Frugal. Бережлив, так сказать. Время от времени задается безответным вопросом о судьбе своей мебели, которой в свое время обставил Бродского, поселенного “за углом”.

Пикассо в этом смысле, рассказывали мне очевидцы, стал просто невыносим под старость лет. Но я, вспоминая, как за ужином дальнозоркий Питер протянул палец, чтобы предупредить скольжение бордовой капли, которую неизбежно бы впитала этикетка принесенной мной бутылки Haut-Medoc, почему-то думаю о Германии как начале его начал.
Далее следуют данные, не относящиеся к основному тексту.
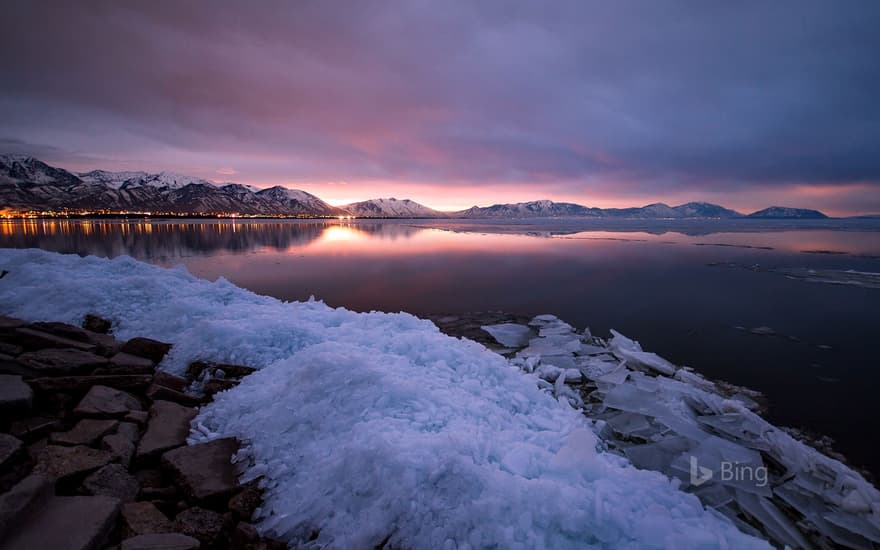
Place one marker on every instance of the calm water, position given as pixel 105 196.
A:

И вспоминаю теорию нью-йоркского друга Коли П., который, пожимая руку своим именитым знакомым, мысленно обменивается рукопожатиями с теми, кто пожимал руку им. Согласно Колиной теории, теперь я, благодаря Питеру, пожал руку не только Альберту Эйнштейну, но и Вильгельму II, не говоря про основоположников – Карлу и Фридриху.
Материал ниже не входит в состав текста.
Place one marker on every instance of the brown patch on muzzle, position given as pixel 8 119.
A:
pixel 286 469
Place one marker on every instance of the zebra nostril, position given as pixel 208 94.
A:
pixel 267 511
Касательно двух последних, впрочем, полной уверенности нет, что стал бы.


Приложение 1.

Разговор с Иосифом Бродским (Ленинград, 13 июля 1970) – журнал “Agni”, # 51, Бостон, 2000.

3 окт. 1970

“Дорогой г-н Вирек:

Прилагаемое скопировано прямо из дневника, который я вела – нерегулярно – во время моей поездки. Простите за грамматические ляпсусы и предложения и простите за опоздание – я все еще работаю над незаконченным с прошлой весны”.

14 июля 1970

“Сейчас попытаться собрать воедино встречу с ИБ прошлым вечером – Наконец дозвонилась, примерно в 7:40. Должна была выходить с друзьями в 9, но Бродский сказал – Заходите сегодня? – Ладно. Мы обговорили маршрут по-английски, затем снова по-русски: трамвай, не train – иначе бы уехала из города вместо 15-минутной поездки к его дому.

Бродских – они делят квартиру с 2-3 другими семьями – в целом человек 12. Здание построено в 1903 или 1905 – так что очень высокие потолки, внутренние украшения классического ордера и т.п. Комната Бродского – великое создание. Сначала через коридор (очень короткий), в темную комнату (по-настоящему темную, его отец – фотограф), через ступеньку (голову вниз под портьеру) – и вы здесь. Кровать напротив большого окна перед вами, стол и полки с книгами справа, полки слева над столом, кресло с меховым покрытием. На полках проигрыватель – во время вечера он играл Баха, французское джазовое трио, которое играло Баха, Моцарта, Dido and Aeneas Пурчелли – последнее не понравилось – он сказал, что я еще молодая. Значит ли, что мне понравится, когда буду старше? – Может быть; нет, может быть, вовсе нет.

Большей частью мы говорили по-английски – мой русский полный провал, отсутствие уверенности с моей стороны.

Другая стена комнаты – лучшая часть: два шкафа с зеркальными дверями образовывали стену с пространством для выхода между ними. Низкая подвеска была произведена пустой жестянкой для китайского чая (привезенная из Китая его отцом – во время второй мировой – китайские иероглифы на стороны значили что-то вроде “этой стороной вверх”), связывая гардеробы. Высоту стены увеличивало множество старых чемоданов, лежащих на шкафах, но все равно еще было много пространства между вершиной стены Бродского и потолком.

Вошла – села на кровать. Бродский сел в кресло. Выдернул из розетки телефон – каждый раз, когда телефон звонил, вставлял обратно после того, как кто-то другой отвечал, и потом забывал выдернуть до того, как телефон начинал звонить снова. Он был в джинсах и свитере, бачки, волосы сзади вьются, спереди редеют; не толст, но полноват. Я не знала, что сказать, как долго оставаться – короче, ничего. Не могу вспомнить, о чем сначала говорили, но не имеет значения – я просто запишу то, что меня заинтересовало, а не в том порядке, как он говорил.

Поговорили немного о поэзии. Я ничего не знаю о поэзии – почему нет? Что я читала? – очень мало. “Плохо. Я патриот, но должен сказать, что английская поэзия самая богатая в мире. Англоязычные люди, которые избегают изучения своей поэзии, чтобы изучать нашу – хотя она хороша – ленивы”. Сказал, что я должна наверстать упущенное. Дал мне читать “Экстаз” Джона Донна, пока звонил по телефону.